"Is there any hope of my getting Sheila back?" he said, looking up at last. There was a vague and bewildered look in his eyes. He seemed incapable of thinking of anything but that.

"I don't know," said Ingram. "But one thing is certain: you will never get her back to repeat the experiment that has just ended in this desperate way."

"I should not ask that," he said hurriedly—"I should not ask that at all. If I could but see her for a moment, I would ask her to tell me everything she wanted, everything she demanded as conditions, and I would obey her. I will promise to do everything that she wishes."

"If you saw her you could give her nothing but promises," said Ingram. "Now, what if you were to try to do what you know she wishes, and then go to her?"

"You mean—" said Lavender, glancing up with another startled look on his face. "You don't mean that I am to remain away from her a long time—go into banishment as it were—and then some day come back to Sheila and beg her to forget all that happened long before?"

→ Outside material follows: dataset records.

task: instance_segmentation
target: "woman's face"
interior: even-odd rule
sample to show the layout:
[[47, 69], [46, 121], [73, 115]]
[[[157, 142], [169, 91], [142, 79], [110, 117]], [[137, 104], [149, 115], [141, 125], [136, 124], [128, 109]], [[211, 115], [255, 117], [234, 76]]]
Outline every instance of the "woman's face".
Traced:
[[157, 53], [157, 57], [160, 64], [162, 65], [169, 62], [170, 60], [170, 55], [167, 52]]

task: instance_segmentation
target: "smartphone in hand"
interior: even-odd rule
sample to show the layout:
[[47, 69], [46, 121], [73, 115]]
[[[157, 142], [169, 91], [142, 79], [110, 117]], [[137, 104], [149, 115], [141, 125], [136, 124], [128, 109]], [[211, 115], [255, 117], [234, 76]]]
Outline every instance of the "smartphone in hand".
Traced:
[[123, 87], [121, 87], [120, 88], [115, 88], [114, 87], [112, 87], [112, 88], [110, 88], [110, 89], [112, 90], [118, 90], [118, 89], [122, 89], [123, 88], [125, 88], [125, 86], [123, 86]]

"I mean something very like that," said Ingram with composure. "I don't know that it would be successful. I have no means of ascertaining what Sheila would think of such a project—whether she would think that she could ever live with you again."

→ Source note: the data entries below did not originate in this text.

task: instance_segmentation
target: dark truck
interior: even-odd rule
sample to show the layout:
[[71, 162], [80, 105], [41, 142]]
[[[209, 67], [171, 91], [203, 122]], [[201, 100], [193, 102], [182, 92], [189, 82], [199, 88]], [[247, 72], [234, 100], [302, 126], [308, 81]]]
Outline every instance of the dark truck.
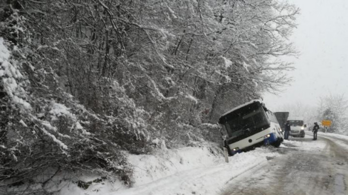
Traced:
[[275, 118], [277, 118], [280, 128], [281, 128], [282, 131], [284, 131], [285, 128], [285, 122], [289, 117], [289, 112], [274, 112], [274, 115], [275, 115]]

Lavender seemed fairly stunned by the possibility of Sheila's resolving never to see him again; and began to recall what Ingram had many a time said about the strength of purpose she could show when occasion needed.

"If her faith in you is wholly destroyed, your case is hopeless. A woman may cling to her belief in a man through good report and evil report, but if she once loses it she never recovers it. But there is this hope for you: I know very well that Sheila had a much more accurate notion of you than ever you had of her; and I happen to know, also, that at the very time when you were most deeply distressing her here in London she held the firm conviction that your conduct toward her—your habits, your very self—would alter if you could only be persuaded to get out of the life you have been leading. That was true, at least, up to the time of your leaving Brighton. She believed in you then. She believed that if you were to cut society altogether, and go and live a useful and hardworking life somewhere, you would soon become once more the man she fell in love with up in Lewis. Perhaps she was mistaken: I don't say anything about it myself."

The terribly cool way in which Ingram talked—separating, defining, exhibiting, so that he and his companion should get as near as possible to what he believed to be the truth of the situation—was oddly in contrast with the blind and passionate yearning of the other for some glimpse of hope. His whole nature seemed to go out in a cry to Sheila that she would come back and give him a chance of atoning for the past. At length he rose. He looked strangely haggard, and his eyes scarcely seemed to see the things around him. "I must go home," he said.

Ingram saw that he merely wanted to get outside and walk about in order to find some relief from this anxiety and unrest, and said, "You ought, I think, to stop here and go to bed. But if you would rather go home, I will walk up with you if you like."